I can still get better at public speaking. In fact, I have a long way to go before I can consider myself a master of the art. I go to Toastmasters because it is a supportive and positive learning environment.
I like seeing my friends there. Our local Toastmasters club draws 15 to 20 attendees each week. I wouldn't know any of these very cool folks if not for Toastmasters. The club has become a circle of friends who only want two things: to improve their own speaking, and to help me improve mine.
The speeches are great. It doesn't matter if we are hearing a member's first speech, or her 50th speech. Every speech gives me a window into the life of the speaker. I'm fascinated by people, so every speech feeds my curiosity.

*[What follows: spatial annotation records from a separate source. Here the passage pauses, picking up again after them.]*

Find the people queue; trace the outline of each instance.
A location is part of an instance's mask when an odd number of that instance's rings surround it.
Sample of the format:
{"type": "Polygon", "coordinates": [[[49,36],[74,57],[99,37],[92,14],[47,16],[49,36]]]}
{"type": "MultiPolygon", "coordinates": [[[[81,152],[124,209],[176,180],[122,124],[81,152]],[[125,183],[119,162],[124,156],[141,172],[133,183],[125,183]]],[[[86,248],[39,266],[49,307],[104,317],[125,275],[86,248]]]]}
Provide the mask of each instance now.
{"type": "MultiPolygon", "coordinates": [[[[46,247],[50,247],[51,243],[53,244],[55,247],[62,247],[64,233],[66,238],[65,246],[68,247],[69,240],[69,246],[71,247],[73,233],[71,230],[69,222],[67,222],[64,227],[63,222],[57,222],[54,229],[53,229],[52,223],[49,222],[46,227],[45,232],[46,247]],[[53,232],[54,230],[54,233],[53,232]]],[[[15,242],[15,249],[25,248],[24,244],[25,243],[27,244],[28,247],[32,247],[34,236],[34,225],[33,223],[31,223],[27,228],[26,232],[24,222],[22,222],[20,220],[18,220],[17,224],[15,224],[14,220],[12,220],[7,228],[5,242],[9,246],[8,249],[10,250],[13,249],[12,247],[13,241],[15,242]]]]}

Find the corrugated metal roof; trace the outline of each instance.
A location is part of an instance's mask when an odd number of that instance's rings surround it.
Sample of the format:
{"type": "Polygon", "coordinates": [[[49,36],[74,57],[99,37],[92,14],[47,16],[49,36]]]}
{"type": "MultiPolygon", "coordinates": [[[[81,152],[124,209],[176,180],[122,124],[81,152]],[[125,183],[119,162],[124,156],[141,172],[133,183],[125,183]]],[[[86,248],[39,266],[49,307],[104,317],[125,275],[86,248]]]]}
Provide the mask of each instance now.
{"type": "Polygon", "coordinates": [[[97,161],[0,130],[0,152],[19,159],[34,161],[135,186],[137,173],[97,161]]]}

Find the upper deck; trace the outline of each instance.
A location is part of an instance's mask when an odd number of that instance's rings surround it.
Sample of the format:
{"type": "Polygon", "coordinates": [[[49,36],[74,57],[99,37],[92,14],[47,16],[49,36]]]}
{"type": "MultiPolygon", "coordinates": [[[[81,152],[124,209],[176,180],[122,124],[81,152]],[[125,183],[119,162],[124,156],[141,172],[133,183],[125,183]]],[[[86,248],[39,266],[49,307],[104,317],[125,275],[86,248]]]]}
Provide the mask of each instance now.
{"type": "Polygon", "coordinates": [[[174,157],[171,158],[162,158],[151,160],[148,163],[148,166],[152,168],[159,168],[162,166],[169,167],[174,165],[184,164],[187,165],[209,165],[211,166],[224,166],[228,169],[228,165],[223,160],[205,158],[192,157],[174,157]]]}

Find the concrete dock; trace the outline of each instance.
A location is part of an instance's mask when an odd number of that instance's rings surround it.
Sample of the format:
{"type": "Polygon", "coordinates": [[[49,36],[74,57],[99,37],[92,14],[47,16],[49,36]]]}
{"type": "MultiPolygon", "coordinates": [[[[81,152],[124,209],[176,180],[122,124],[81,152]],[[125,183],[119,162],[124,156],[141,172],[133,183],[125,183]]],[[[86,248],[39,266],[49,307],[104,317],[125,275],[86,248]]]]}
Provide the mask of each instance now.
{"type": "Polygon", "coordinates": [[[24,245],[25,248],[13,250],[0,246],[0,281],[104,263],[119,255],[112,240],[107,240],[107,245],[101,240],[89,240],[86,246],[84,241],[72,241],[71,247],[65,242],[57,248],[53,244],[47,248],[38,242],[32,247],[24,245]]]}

I get the chance to introduce new people to the wonders of public speaking, whether it's by chatting with them at a meeting, or mentoring them as they work through the speaking projects.
It helps my hone my ability to speak clearly and succinctly on surprise topics. All of us have the need, at times, to respond quickly and intelligently to unexpected questions. The Table Topics portion of each meeting gives me the opportunity to practice that skill.
It helps me more clearly and quickly explain what I do (business and leadership coaching) to others. The more practice I have with Table Topics (see #5) the easier it is to tell folks what I do.
It sharpens my ear. When I take on one of the ancillary roles (ah counter, grammarian, word-master) it sharpens my ear. I'm on high-alert throughout the meeting, listening for specific things. In turn, that listening practice has improved my ability to listen closely and carefully to my coaching clients.
It tones my critical thinking muscles. When I take on an evaluator role (evaluating one of the speeches, or evaluating the entire meeting), I practice spotting positives and negatives and feeding those back to the speaker in a positive and supportive manner. This mirrors the sort of analysis and feedback every supervisor should be giving to his team members - timely, specific and supportive.
It gives me a place to be helpful. I don't currently hold any formal leadership roles in our chapter, so I am not required to do anything but show up. But I get great pleasure arriving early on occasion, and helping get the room set up. And I love to greet visitors and show them the ropes. I like to help others, and our chapter meetings give me the opportunity to do that.
Okay, the real reason I keep coming back: It's a ton of fun. That's it - it's just plain fun.
You might enjoy Toastmasters. It doesn't cost anything but your time to find out. If you are in the Baton Rouge area, visit GSU Baton Rouge Toastmasters any Monday at 7 pm. If you live away from here, go to the Toastmasters International site to find a club near you. We're all over the world, so there is sure to be one near to you.
If nothing else, I can promise it will be fun.